Die große Klammer zwischen Bionade-Linken, staatlichen Stellen der Post-68er-BRD und explizit Antideutschen ist also eben das gemeinsame „Fick-dein-Volk“ in mehr oder weniger drastischer Ausdrucksform.

Stresemann
21. April 2018 16:33

@Simplicius Teutsch: Seien Sie gewiss, dass es auch in den Kirchen Graswurzelarbeit gegen einen solchen sogenannten "Antifaschismus" gibt... Um es theologisch auszudrücken: Ein Senfkorn wächst.

Simplicius Teutsch
22. April 2018 09:20

„Null Bock auf Deutschland“ - „Nie wieder Deutschland!“

@ Ostpreusse
Ich drücke mich deutlicher aus: Für „Opportunisten und schwache Gemüter“ will auch ich, ebenso wie Sie, kein „Verständnis“ im Sinne von Einverständnis und Zustimmung reklamieren. Aber ich verstehe, dass „Opportunisten und schwache Gemüter“ sich lieber der herrschenden Meinung und der Übermacht der Sieger unterwerfen. Ist halt so

Aber viel besser, als ich das ausführen kann, haben Autoren, wie beispielsweise die Schwergewichte Thorsten Hinz und Martin Lichtmesz, das Thema „Nationalmasochismus“ und „Hass auf das Eigene“ ausgeleuchtet.

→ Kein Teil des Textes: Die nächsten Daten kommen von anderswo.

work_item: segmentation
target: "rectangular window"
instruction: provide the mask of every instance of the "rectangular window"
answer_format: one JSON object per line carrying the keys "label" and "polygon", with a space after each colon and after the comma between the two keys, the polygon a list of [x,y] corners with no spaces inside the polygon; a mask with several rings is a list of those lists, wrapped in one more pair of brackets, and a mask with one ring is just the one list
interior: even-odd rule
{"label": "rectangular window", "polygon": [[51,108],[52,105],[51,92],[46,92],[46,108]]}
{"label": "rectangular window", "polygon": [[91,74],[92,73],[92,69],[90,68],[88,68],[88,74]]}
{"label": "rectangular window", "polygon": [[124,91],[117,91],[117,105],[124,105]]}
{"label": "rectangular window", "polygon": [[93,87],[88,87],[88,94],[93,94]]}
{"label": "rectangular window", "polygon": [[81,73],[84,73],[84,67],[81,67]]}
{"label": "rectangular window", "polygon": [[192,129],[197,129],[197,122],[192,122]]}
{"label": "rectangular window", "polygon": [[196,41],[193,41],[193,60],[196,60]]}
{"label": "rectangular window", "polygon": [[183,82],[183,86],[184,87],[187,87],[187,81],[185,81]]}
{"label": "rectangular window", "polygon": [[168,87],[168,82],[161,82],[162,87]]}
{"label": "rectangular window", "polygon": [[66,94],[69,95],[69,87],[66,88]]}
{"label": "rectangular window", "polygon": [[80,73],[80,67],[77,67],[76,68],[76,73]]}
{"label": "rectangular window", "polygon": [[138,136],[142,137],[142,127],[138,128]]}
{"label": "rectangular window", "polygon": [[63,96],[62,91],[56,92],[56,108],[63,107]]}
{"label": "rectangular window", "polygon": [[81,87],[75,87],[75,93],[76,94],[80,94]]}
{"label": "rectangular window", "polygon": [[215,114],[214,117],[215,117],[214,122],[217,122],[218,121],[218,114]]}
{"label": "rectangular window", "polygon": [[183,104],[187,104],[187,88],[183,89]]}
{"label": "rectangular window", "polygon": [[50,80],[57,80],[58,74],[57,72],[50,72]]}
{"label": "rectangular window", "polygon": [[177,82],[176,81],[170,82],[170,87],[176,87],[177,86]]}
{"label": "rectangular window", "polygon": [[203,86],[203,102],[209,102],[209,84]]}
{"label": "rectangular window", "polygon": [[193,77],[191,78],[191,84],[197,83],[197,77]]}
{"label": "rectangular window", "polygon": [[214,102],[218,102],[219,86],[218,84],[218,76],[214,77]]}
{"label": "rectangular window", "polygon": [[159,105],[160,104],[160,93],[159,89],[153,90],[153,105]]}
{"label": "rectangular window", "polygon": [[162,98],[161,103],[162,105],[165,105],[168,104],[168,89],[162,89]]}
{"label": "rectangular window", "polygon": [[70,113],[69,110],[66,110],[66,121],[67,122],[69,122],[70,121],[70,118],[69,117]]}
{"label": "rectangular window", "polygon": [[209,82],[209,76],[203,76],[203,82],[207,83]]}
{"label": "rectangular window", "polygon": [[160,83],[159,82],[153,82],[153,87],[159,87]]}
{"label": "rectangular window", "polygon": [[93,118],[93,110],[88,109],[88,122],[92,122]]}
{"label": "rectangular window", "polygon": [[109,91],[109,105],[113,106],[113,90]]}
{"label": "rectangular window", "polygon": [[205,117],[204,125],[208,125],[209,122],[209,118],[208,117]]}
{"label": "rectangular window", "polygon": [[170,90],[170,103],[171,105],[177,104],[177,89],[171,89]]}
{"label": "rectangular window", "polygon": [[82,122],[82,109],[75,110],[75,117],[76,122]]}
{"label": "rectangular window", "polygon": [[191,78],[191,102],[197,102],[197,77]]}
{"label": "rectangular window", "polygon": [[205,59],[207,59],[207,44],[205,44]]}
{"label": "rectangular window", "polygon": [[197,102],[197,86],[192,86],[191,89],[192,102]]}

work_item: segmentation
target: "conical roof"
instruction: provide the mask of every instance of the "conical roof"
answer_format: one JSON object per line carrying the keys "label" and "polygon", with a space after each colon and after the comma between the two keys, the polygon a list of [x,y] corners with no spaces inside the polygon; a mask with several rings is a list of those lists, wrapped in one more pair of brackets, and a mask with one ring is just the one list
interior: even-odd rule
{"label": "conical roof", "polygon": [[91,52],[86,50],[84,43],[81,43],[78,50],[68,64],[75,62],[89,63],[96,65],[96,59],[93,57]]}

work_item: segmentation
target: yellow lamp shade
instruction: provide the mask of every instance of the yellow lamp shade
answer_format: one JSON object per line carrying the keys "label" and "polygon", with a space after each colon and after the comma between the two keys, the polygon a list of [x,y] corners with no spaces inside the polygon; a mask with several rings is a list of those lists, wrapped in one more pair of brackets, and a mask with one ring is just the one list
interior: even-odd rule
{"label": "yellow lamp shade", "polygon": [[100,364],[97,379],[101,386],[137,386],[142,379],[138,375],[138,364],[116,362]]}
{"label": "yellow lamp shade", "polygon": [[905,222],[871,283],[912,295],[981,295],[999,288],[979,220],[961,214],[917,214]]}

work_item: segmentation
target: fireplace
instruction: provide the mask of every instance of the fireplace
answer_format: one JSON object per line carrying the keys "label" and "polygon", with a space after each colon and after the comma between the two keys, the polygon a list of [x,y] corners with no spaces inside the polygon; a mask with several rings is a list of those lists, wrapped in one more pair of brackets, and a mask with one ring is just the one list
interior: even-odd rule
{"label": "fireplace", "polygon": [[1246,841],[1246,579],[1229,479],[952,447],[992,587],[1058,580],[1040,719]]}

Habe gerade eben in der aktuellen Ausgabe der JF die Rezension zu Michael Leys Streitschrift „Hitlers Kinder“ (er meint damit die linken 68iger) gelesen. Das sehe ich schon lange auch so: „Aus der absurden Idee (Hitlers und Himmlers, S.T.) einer Erlösung durch Vernichtung – des Judentums – schmiedeten die Kinder (Hitlers und Himmlers) den Wahn der kollektiven Selbstvernichtung.“ Aber: Mit dem Ziel einer hochmoralischen, humanitären Endlösung, nämlich aus Multikulti einen neuen Menschen zu schöpfen.

Ostpreusse
22. April 2018 11:34

@ Simplicius Teutsch

Wir sind uns einig. Danke für den Tipp.

heinrichbrueck
22. April 2018 14:20

"Hitlers Kinder" - dazu mußte aber ein Systemwechsel durchgesetzt werden. Und was machen "Churchills Kinder"?
Hier bahnen sich Voraussetzungen an, die gegen den Islam in Stellung gebracht werden sollen?

Unke
22. April 2018 19:36

Hinterher spotten ist besser. Man muss diese Leute ja vorher nicht auch noch anstacheln. Weiß jeder Fussballtrainer (dass man den Gegner nicht heiss macht).